Both his partner and son are effaced from the tradition. These companions that journeyed with him to Rome and Milan, alongside him in his anxieties and struggles, appear nowhere in the iconography of later centuries. They are conspicuously absent from those frescoes by Gozzoli in San Gimignano, nowhere to be seen in that ship braving the Mediterranean, not even in the frame as he departs Rome. Augustine’s later arguments about celibacy end up retroactively rewriting history.
But who are we to spurn the gifts of God? Who is Augustine to do so, to efface the datus deo? What if following Augustine means disagreeing with him? Indeed, as Augustine himself would recognize, the central mystery of the Christian faith, the incarnation of God, says something surprising about sex: “For the same nature had to be taken on as needed to be set free. And lest either sex should imagine it was being ignored by its creator, he took to himself a male and was born of a female.”32 Every saint has been born of lovemaking. It’s when we stop idolizing sex that we can finally sanctify it.
Mothers: How to Be Dependent
What do I want when I want to leave?
If ambition means leaving home, it often means spurning family. For many, like Gatsby, ambition requires the erasure of the family name and its claim on us. Finding and forging an identity means asserting our independence, breaking the bonds of dependence we’re thrown int
o as children. Like the prodigal, we effectively say to our parents, “I wish you were dead,” then gather up all they give us and strike out to make a life of “our own.” In ancient, literary, and even Hollywood versions of this story, the assertion of our independence is usually a father-directed defiance, even violence: the father as competitor, controller, master is the obstacle to our autonomy, the enemy to be overcome.

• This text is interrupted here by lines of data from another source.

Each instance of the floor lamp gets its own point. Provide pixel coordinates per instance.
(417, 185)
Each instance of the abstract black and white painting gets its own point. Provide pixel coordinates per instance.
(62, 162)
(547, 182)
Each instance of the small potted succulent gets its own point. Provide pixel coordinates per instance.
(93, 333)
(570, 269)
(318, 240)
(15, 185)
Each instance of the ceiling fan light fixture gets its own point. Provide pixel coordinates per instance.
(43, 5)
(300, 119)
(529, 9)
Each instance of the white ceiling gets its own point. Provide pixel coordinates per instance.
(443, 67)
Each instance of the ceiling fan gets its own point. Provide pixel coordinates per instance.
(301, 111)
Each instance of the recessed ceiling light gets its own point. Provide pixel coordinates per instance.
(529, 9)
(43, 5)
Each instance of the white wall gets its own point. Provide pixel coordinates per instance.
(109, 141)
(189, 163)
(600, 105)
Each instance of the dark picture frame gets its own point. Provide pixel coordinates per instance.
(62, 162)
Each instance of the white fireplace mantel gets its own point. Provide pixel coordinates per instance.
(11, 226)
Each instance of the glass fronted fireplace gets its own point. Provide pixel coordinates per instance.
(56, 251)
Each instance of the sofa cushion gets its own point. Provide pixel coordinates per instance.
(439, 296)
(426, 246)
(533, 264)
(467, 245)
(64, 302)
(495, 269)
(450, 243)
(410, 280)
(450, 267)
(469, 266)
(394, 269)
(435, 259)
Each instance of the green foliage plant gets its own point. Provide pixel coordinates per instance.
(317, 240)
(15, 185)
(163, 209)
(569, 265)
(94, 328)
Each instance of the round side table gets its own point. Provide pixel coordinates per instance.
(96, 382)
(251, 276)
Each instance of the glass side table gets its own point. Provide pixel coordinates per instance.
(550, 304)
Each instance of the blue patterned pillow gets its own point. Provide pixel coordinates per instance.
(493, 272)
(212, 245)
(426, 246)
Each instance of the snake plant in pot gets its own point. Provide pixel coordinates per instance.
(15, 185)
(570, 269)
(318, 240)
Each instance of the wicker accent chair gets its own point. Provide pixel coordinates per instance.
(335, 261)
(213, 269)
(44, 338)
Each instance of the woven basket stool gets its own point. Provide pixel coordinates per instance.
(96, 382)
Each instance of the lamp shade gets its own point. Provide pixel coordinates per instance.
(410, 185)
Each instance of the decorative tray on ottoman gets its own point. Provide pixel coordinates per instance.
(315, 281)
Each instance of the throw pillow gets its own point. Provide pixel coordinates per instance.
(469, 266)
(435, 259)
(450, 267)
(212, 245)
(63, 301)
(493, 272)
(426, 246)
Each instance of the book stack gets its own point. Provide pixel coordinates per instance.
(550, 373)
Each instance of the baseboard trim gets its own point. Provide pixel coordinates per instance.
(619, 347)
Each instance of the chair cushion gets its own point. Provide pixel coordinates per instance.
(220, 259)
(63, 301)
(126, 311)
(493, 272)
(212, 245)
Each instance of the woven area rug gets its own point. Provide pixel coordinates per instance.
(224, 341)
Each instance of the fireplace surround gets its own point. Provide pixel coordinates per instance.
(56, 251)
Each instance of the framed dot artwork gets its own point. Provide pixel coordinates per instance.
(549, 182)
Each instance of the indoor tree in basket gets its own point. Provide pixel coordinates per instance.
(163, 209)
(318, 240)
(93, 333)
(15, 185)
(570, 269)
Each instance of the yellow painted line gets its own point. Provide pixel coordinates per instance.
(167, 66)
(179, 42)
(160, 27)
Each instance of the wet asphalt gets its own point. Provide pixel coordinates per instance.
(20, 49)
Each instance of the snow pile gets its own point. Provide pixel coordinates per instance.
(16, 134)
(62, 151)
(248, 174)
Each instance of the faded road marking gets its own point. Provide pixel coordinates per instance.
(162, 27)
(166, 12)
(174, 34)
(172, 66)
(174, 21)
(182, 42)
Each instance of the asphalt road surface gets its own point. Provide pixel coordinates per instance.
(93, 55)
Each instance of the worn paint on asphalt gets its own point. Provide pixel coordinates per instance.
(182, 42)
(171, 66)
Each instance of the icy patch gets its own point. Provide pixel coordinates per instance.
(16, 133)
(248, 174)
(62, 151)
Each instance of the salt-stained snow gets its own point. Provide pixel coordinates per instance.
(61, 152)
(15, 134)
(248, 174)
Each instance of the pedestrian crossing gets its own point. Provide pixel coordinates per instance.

Mothers, often caricatured, come off differently in such tropes. From Portnoy’s Complaint to Lady Bird, from Everybody Loves Raymond to Gilmore Girls, the mother must be overcome because her suffocating embrace is the means of her manipulation. Her presence swells and overwhelms and inhales all the oxygen an independent self needs to breathe. She denies our autonomy with kisses; she steals our self-reliance with hugs. She manages to make us hate ourselves for resenting her, which makes us all the more resentful. A snippet of conversation in Jonathan Franzen’s The Corrections is a subtle example of this maternal power. Enid Lambert, midwestern mother, eager to gather her grown chicks once again, poses a question to her daughter, Denise:
“Anyway,” she said, “I thought that if you and Chip were interested, we could all have one last Christmas in St. Judge. What do you think of that idea?”